On the sixth anniversary of her death, we remember journalist Serena Shim.
Serena Shim worked for Press TV out of Tehran, Iran. She uncovered that the government of Turkey was supplying ISIS and Al Qaeda in Syria using the vehicles of “humanitarian” organizations. Shortly afterwards, she died under mysterious circumstances.
Today, an award has been created in her honour, called the Serena Shim Award for Uncompromised Integrity in Journalism: https://serenashimaward.org/
Patricia Dowling wrote:
“Have you ever heard of Serena Shim?
She is a journalist who grew up a few miles from me in Dearborn, Michigan. Her family called her Sassy.
Today is the 6th anniversary of her mysterious death. She died 10/19/2014 at age 29
Shim was interested in following stories about Syria and she found a job where her mother said, “they let Sassy tell the truth,” at Press TV.
Shim became fearful after tracking down a story about Turkey’s role in smuggling ISIS fighters into Syria on World Food Programme trucks.
In her final live broadcast, she described how agents from the Turkish National Intelligence Organization (MIT) had been asking questions about her movements while she was covering the siege of Kobani by IS militants.
The Turkish intelligence agency had labeled her a “spy,” she said, and pressed locals to “give them a phone call” if they saw her.
Since her death Shim has become a heroine of journalism. The Serena Shim Award for Uncompromised Integrity in Journalism was established in 2019. Her legacy is also celebrated at the Arab American National Museum (AANM), a Smithsonian Institution affiliate, in Dearborn, MI.
“The price of truth cost my daughter her life,” said Poe.
Shim was killed on October 19, 2014, two days after her last broadcast. She was the lone fatality following a car crash in Turkey’s Sanliurfa province.
The crash may not have been an accident. Official reports contain striking discrepancies.
On the anniversary of Shim’s death at age 29, her fate is a reminder that reporters on the ground risk their lives to inform the public of the ongoing conflict in Syria, and the human misery it is inflicting.

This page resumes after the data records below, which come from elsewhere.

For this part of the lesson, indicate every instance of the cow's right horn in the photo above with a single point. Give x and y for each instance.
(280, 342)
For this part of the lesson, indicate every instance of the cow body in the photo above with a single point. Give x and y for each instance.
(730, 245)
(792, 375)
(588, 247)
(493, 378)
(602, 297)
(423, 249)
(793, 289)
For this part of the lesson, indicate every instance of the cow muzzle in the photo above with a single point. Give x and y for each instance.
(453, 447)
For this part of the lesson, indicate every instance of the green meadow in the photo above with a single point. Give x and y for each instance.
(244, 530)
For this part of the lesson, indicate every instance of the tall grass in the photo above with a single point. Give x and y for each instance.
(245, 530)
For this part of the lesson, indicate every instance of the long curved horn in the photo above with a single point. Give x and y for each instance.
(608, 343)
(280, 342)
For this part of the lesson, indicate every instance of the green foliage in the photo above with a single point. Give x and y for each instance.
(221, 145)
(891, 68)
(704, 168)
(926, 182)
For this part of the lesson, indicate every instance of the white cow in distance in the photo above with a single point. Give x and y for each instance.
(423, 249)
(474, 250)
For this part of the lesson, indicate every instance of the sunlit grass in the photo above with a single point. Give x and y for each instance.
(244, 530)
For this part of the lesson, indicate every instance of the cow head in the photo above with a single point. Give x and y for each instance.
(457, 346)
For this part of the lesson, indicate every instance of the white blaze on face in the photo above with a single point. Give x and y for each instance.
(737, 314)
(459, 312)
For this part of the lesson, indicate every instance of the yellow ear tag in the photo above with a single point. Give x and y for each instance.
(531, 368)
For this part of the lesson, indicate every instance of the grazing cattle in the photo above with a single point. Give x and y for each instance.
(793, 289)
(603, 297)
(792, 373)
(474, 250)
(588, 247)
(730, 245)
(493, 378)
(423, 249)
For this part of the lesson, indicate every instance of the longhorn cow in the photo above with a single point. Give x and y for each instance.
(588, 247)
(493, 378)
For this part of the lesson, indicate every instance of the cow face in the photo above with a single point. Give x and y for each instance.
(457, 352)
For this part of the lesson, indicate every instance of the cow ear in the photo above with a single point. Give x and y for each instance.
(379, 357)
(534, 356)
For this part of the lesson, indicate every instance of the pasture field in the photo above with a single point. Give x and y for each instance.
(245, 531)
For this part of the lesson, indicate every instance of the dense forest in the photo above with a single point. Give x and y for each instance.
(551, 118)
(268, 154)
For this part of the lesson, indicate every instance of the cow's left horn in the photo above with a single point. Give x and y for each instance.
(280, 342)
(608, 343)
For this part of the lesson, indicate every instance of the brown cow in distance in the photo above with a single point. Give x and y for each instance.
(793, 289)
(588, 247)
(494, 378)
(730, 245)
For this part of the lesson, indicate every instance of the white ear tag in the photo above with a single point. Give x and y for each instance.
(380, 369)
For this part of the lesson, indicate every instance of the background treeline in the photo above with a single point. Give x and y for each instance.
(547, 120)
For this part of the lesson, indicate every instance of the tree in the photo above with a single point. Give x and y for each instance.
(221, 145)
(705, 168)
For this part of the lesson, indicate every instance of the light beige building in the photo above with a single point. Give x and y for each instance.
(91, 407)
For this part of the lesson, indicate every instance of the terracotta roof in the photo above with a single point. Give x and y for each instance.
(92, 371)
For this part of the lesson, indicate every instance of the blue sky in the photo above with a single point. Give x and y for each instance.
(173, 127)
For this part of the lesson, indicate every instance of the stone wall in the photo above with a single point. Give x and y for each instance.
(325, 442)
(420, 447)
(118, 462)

Shim’s first cousin, Judy Irish — who was the driver at the time of the crash — sustained only minor injuries and was taken to a nearby hospital in the city of Suruc.
Shim, meanwhile, was taken to a separate hospital in the city of Sanliurfa. It was over 30 miles away from where her cousin was treated.
“You would not have known she was gone,” Shim’s mother, Judith Poe, contended, describing her daughter’s appearance inside the morgue back in Lebanon.
“One little teeny piece of hair was out of place. Her makeup was completely on, her eyeliner. Everything. There was not a scratch on her.”